Dopamine and serotonin (5-hydroxytryptamine or 5-HT) are neurotransmitters that are implicated in many psychological disorders. Although dopamine transmission in the brain has been studied extensively in vivo with fast scan cyclic voltammetry, detection of 5-HT using in vivo voltammetric methods has only recently been established. In work published in PNAS researchers in the Wightman Group use two carbon-fiber microelectrodes to simultaneously measure dopamine release in the nucleus accumbens and 5-HT release in the substantia nigra pars reticulata, using a common stimulation in a single laboratory animal.
The group found that 5-HT release is profoundly restricted in comparison with dopamine release despite comparable tissue content levels. Using physiological and pharmacological analysis, they discovered that 5-HT transmission is mostly sensitive to uptake and metabolic degradation mechanisms. In contrast, dopamine transmission is constrained by synthesis and repackaging. Finally, they show that disruption of serotonergic regulatory mechanisms by simultaneous inhibition of uptake and metabolic degradation can have severe physiological consequences that mimic serotonin syndrome.
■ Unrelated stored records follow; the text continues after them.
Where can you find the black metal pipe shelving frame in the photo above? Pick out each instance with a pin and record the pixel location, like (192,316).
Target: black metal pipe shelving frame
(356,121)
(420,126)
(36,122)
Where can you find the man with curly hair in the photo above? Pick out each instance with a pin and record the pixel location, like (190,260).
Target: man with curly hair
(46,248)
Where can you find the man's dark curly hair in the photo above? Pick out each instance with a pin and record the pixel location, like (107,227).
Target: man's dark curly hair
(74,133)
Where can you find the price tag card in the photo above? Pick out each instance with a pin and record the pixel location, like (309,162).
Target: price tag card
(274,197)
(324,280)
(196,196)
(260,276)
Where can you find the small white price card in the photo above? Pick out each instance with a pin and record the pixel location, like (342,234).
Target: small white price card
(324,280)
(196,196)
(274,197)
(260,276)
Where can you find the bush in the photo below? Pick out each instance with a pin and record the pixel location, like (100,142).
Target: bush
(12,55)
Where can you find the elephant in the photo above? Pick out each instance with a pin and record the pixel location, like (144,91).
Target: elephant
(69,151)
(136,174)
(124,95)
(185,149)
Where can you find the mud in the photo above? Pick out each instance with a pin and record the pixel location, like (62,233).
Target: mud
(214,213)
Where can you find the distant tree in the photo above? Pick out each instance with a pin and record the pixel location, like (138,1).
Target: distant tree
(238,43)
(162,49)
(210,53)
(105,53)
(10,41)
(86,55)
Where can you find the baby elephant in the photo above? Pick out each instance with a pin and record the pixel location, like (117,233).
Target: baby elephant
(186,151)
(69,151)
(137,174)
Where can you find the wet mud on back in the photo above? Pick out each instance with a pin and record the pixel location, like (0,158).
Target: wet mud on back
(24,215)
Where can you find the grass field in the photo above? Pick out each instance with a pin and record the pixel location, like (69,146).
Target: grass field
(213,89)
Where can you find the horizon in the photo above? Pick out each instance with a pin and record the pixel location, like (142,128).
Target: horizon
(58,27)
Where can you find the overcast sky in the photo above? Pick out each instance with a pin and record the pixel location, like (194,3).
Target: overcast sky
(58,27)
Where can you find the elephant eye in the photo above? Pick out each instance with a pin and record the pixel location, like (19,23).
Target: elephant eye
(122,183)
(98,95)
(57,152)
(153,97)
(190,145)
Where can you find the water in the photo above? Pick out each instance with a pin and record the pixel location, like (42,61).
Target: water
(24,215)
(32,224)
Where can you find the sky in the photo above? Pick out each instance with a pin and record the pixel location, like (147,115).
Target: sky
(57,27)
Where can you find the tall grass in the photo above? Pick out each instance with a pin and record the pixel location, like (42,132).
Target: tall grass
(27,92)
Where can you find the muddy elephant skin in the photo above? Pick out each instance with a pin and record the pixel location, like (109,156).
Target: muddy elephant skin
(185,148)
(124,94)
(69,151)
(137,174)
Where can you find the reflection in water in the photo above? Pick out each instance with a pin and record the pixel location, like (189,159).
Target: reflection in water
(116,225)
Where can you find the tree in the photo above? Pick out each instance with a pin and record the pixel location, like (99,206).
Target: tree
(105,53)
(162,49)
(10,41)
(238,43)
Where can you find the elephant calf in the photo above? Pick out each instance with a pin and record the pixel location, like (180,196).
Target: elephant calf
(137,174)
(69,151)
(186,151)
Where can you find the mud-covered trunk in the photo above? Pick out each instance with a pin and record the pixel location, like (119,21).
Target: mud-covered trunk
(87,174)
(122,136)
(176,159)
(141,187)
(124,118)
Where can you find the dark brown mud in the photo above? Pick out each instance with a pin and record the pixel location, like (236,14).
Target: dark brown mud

Electrochemical detection with carbon-fiber microelectrodes has become an established method to monitor directly the release of dopamine from neurons and its uptake by the dopamine transporter. With constant potential amperometry (CPA), the measured current provides a real time view of the rapid concentration changes, but the method lacks chemical identification of the monitored species and markedly increases the difficulty of signal calibration. Monitoring with fast-scan cyclic voltammetry (FSCV) allows species identification and concentration measurements but often exhibits a delayed response time due to the time-dependent adsorption/desorption of electroactive species at the electrode.
Researchers in the Wightman Group, as published in ACS Chemical Neuroscience sought to improve the temporal resolution of FSCV to make it more comparable to CPA by increasing the waveform repetition rate from 10 to 60 Hz with uncoated carbon-fiber electrodes. The faster acquisition led to diminished time delays of the recordings that tracked more closely with CPA measurements. The measurements reveal that FSCV at 10 Hz underestimates the normal rate of dopamine uptake by about 18%. However, FSCV collection at 10 and 60 Hz provide identical results when a dopamine transporter (DAT) blocker such as cocaine is bath applied.
To further verify the utility of this method, the group used transgenic mice that overexpress DAT. After accounting for the slight adsorption delay time, FSCV at 60 Hz adequately monitored the increased uptake rate that arose from overexpression of DAT and, again, was similar to CPA results. Furthermore, the utility of collecting data at 60 Hz was verified in an anesthetized rat by using a higher scan rate (2400 V/s) to increase sensitivity and the overall signal.